US Dollar Struggles to Gain Ground as Treasury Yields Leap. Where to for USD?

The US Dollar sunk further today, adding to losses seen into the New York close on Monday.

The general reversal in fortunes for risk assets continued through the Asian session on Tuesday, with Australia’s ASX 200 adding over 1%. Retail sales data printed in line with expectations at 0.2% month-on-month for February.

The fairly benign number underscored perceptions of the RBA pausing its rate hike cycle on Tuesday next week. Other APAC equity markets have been mostly positive, with mainland Chinese indices only in red.

The rescue of SVB Financial announced yesterday appears to have calmed market concerns of the banking crisis enlarging.

This perspective saw further oscillation in the pricing on what the Fed will do at the next Federal Open Market Committee (FOMC) meeting in early May. The interest rate market is now pricing a roughly 50/50 bet for a 25 basis point (bp) hike.

Treasury yields leaped higher across the curve yesterday but have given up a few bp today, except the 1-year bond. It has jumped 60 bp from the low seen 2-weeks ago to be back above 4.60%.

Crude oil has consolidated yesterday’s outsized gains with the WTI futures contract near USD 73 bbl, while the Brent contract is a touch under USD 78 bbl. Natural gas failed to be swept up in oil’s rally as it languishes.

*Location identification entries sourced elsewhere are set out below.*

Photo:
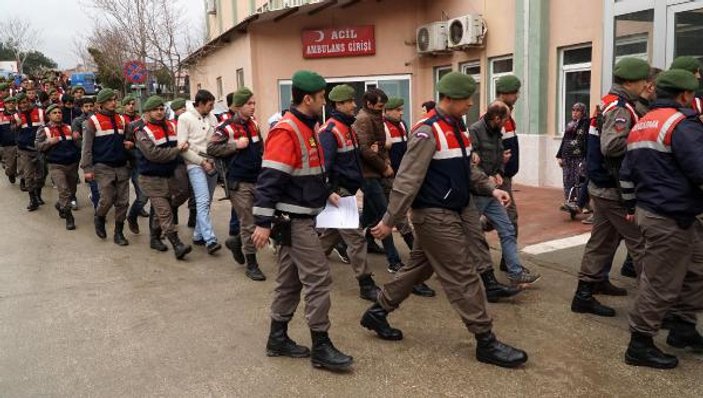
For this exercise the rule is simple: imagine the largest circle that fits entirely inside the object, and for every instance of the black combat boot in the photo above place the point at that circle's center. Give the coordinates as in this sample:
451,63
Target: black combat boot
367,288
608,289
119,238
642,352
192,216
234,244
423,290
155,241
325,355
58,208
33,202
628,268
180,249
253,271
39,199
496,290
683,334
409,239
70,221
133,224
375,319
100,227
280,345
584,302
490,350
371,246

Gold has slightly recovered from yesterday’s selloff, trading above USD 1,950. The Japanese Yen has been today’s outperformer in currency land, with USD/JPY edging toward 130.50. All other G-10 currencies are firmer to some degree against the greenback.

Several speakers from the European Central Bank (ECB) and the Bank of England (BoE) will be today.


The DXY index has not increased with the increase in Treasury yields this week. This dislocation might be worth watching and provide clues for risk appetite across different asset classes.

If yields continue higher, but the US Dollar struggles to gain traction, it may indicate an increased appetite for other risk assets, such as AUD and NZD.